IVGCVSW-7526 Upgrade ArmNN to Tensorflow 2.12
When creating a flatbuffers model, we need to provide an empty buffer 0 that is
reserved by tensorflow. When creating empty buffers for inputs and outputs we
can not pass in an empty vector, or tflite will assume that we know how many bytes to
allocate in advance. Instead we need to only pass in the builder.
* Update libraries in FindTfLite.cmake
* Add nullptr to delegate struct for OpaqueDelegateBuilder
* Fix issue in unit tests where Flatbuffers model was not being parsed by tflite
* Tensorflow 2.12 now includes C++ 17 features. Update our cmake build
to require a compiler to support these features.

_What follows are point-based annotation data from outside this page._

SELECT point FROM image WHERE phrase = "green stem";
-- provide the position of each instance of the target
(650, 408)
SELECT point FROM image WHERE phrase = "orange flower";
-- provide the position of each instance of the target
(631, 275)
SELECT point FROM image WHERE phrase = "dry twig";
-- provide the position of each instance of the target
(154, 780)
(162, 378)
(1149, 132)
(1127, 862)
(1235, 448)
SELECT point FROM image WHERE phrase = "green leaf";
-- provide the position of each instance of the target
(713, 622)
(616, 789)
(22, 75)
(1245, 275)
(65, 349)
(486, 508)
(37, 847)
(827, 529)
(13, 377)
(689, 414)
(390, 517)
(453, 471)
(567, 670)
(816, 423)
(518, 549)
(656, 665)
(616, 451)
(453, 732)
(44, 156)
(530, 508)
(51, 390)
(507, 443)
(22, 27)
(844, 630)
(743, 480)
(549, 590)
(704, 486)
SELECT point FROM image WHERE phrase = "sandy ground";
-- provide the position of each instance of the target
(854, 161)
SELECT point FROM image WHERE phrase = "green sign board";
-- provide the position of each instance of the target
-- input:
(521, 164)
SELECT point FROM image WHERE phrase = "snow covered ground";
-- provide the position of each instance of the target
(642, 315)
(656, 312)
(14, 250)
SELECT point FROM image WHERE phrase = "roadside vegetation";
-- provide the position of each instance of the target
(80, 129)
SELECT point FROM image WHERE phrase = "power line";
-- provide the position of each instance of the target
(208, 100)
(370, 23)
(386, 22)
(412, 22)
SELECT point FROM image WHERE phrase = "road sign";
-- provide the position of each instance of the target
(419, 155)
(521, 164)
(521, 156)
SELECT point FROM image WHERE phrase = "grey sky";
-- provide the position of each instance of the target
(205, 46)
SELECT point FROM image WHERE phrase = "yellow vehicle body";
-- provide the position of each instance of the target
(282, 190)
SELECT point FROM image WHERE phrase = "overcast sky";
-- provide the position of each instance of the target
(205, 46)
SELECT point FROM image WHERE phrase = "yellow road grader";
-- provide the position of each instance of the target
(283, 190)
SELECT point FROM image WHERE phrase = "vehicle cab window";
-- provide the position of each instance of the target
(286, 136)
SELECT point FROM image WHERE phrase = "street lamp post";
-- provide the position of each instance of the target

* Change minimum cmake in Arm NN to 3.7 as that's the minimum for the
delegate build.
Signed-off-by: Ryan OShea <ryan.oshea3@arm.com>
Signed-off-by: Narumol Prangnawarat <narumol.prangnawarat@arm.com>
Signed-off-by: Colm Donelan <colm.donelan@arm.com>
Change-Id: I7d15b196b8c59b1914f8fc1c4c2f8960630c069c
diff --git a/delegate/src/test/SplitTestHelper.hpp b/delegate/src/test/SplitTestHelper.hpp
index 31fc7d5..3c5f50f 100644
--- a/delegate/src/test/SplitTestHelper.hpp
+++ b/delegate/src/test/SplitTestHelper.hpp
@@ -1,5 +1,5 @@
//
-// Copyright © 2020 Arm Ltd and Contributors. All rights reserved.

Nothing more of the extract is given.